Currently, the financial protection aspect of UHC is most prominent in global and national policy dialogues, specifically because financing UHC requires domestic resource mobilization. The recent UHC Forum, jointly organized by the government of Japan, World Bank, WHO, UNICEF and UHC2030 in December 2017, reinforced that those resources should come from public sources of funding. Risk pooling, or health insurance, is ultimately the mechanism through which countries will achieve universal health coverage. Building insurance schemes by pooling public resources into a single, mandatory fund—via progressive taxation or social health insurance—is the most equitable way of doing so. The corresponding benefit package of health care, services and medicines must be comprehensive to meet the needs of all people. This must also include coverage for family planning and broader SRH services.
Areas of Action
While the reform process related to UHC will unfold differently for each country, citizen-led policy research, monitoring and advocacy at the country level will be important across all of them. Below are immediate opportunities:
1. Track country-level progress toward UHC-related reforms and opportunities to advance SRH-inclusive benefits packages
It is critical to understand how countries are raising their own revenue for their health systems, whether or not revenue generation is equitable, and how they are pooling those funds in the form of insurance schemes and then making coverage determinations, specifically related to family planning and SRH services. A keen understanding of the breadth and depth of this coverage will provide insight into how countries are planning to reduce out-of-pocket expenditure and increase access to SRH services. Some research shows varying coverage of family planning in insurance schemes in countries in West Africa and Latin America, but not broader SRH services. Likewise, tracking policy developments and engaging in policy advocacy to shape emerging national health financing policies and SRHR-inclusion is important. Research will also be helpful to capture country experiences and generate and share lessons learned between countries.

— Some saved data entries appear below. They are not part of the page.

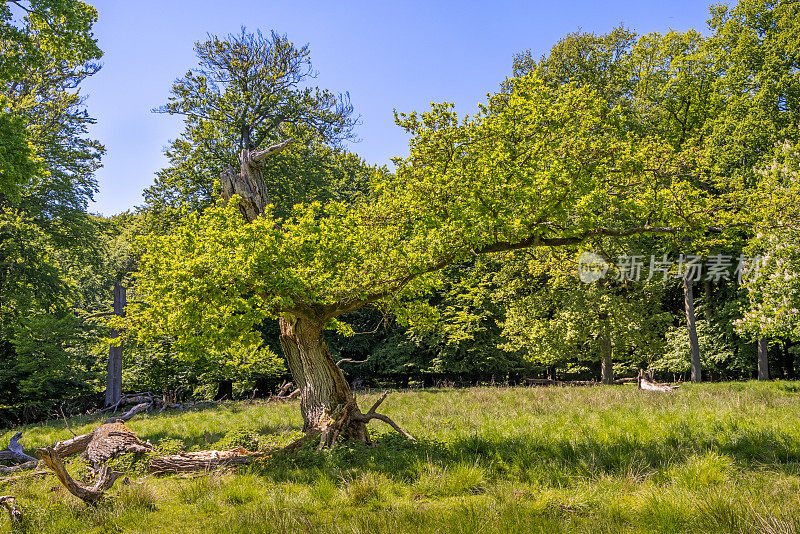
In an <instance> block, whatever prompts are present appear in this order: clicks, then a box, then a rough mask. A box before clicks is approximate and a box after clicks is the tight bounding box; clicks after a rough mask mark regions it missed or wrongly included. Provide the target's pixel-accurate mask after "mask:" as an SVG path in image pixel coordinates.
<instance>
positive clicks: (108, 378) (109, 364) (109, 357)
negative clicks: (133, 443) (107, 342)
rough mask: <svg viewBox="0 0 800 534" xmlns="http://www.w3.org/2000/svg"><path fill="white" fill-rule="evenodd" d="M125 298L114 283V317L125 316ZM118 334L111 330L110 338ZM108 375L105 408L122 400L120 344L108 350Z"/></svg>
mask: <svg viewBox="0 0 800 534" xmlns="http://www.w3.org/2000/svg"><path fill="white" fill-rule="evenodd" d="M126 305H127V297H126V291H125V288H124V287H122V286H121V285H120V284H119V283H118V282H115V283H114V315H118V316H120V317H122V316H124V314H125V306H126ZM118 336H119V332H117V331H116V330H113V331H112V332H111V337H112V338H116V337H118ZM107 370H108V375H107V377H106V406H111V405H114V404H116V403H118V402H119V400H120V399H121V398H122V344H121V343H120V345H118V346H114V345H112V346H111V347H109V348H108V367H107Z"/></svg>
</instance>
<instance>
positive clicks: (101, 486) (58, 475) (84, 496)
mask: <svg viewBox="0 0 800 534" xmlns="http://www.w3.org/2000/svg"><path fill="white" fill-rule="evenodd" d="M36 454H38V455H39V458H40V459H41V460H42V461H43V462H44V464H45V465H46V466H47V467H49V468H50V469H52V470H53V472H54V473H55V474H56V476H57V477H58V480H60V481H61V484H63V485H64V487H65V488H67V490H69V492H70V493H72V494H73V495H75V496H76V497H78V498H79V499H81V500H82V501H83V502H87V503H95V502H97V501H98V500H100V498H102V496H103V492H104V491H106V490H107V489H109V488H111V486H113V485H114V482H115V481H116V480H117V478H119V476H120V475H121V473H117V472H116V471H113V470H112V469H111V468H110V467H108V466H107V465H106V466H103V468H102V469H101V470H100V478H99V479H98V480H97V483H96V484H95V485H94V486H92V487H87V486H83V485H81V484H78V483H77V482H75V480H73V478H72V477H71V476H70V474H69V473H68V472H67V468H66V466H65V465H64V459H63V458H62V457H61V456H60V455H59V454H58V452H56V450H55V449H54V448H52V447H45V448H43V449H39V450H37V451H36Z"/></svg>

2. Monitor the quality of SRH services
There is little documentation on the quality of SRH services funded through emerging risk-pooling schemes. Monitoring the quality of SRH services is essential, given that quality health services are central to achieving UHC. This is a large endeavor because it requires granular, facility- and/or community-level examination, but will be important to identify. Monitoring this is also important for equity to ensure quality does not vary among facilities, communities and countries.
3. Hold governments accountable
Civil society organizations (CSOs) must hold their governments to account for ensuring equitable access to high-quality family planning and SRH services. CSOs should ensure that national governments produce policies in support of access, affordability and equity as they build out coverage and financing schemes in the name of UHC. Each country’s path toward achieving UHC will be individualized and vary from the other, but CSOs occupy a platform to best understand their health systems and youth and women’s experience within them, and inform impactful policy.